Lucien Suel

 
 

     On a du mal à imaginer sa propre mort.

     La molette de l'ancien haut-fourneau est exposée sur la pente du talus comme un monument funéraire, un rappel de toutes les forces qui se sont épuisées dans la production métallique, une prémonition de la fin.

     La roue de la croissance a tourné. La roue de la fortune a désigné les nouveaux bénéficiaires, au Brésil, en Chine, en Inde, en Belgique.

     Le libre-échange : un Genk pour un Vilvoorde, trois autobus contre un charter, deux barils de lessive contre un lavage de cerveau.

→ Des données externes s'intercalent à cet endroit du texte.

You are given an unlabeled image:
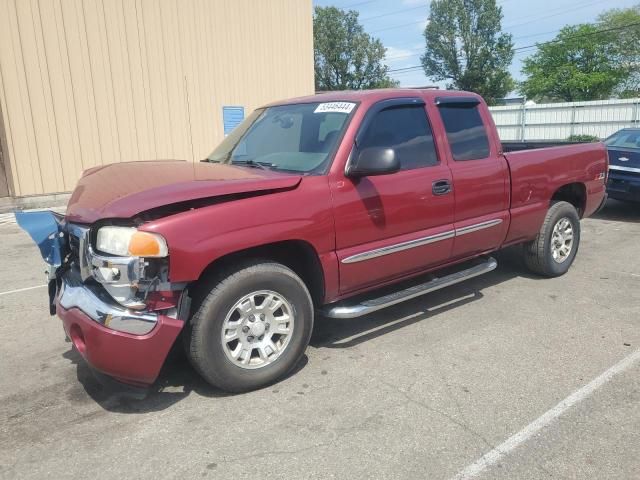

     Le train du progrès est passé par ici, il repassera par là. On ne l'arrête pas. On peut juste le retarder un instant.

     On marche sur le macadam. Pour un moment, on remplace le défilé incessant des poids lourds, qui d'ailleurs s'arrêtera bientôt. Les ponts, les infrastructures, les ronds-points financés par le travail ouvrier serviront à d'autres migrations...

     On est plus triste que révolté. On souffre. On se soumet. On se résigne.

     Les cahiers de revendications peuvent de nouveau s'appeler cahiers de doléances. On ne parle plus de Rosa Luxemburg et des martyrs de Chicago.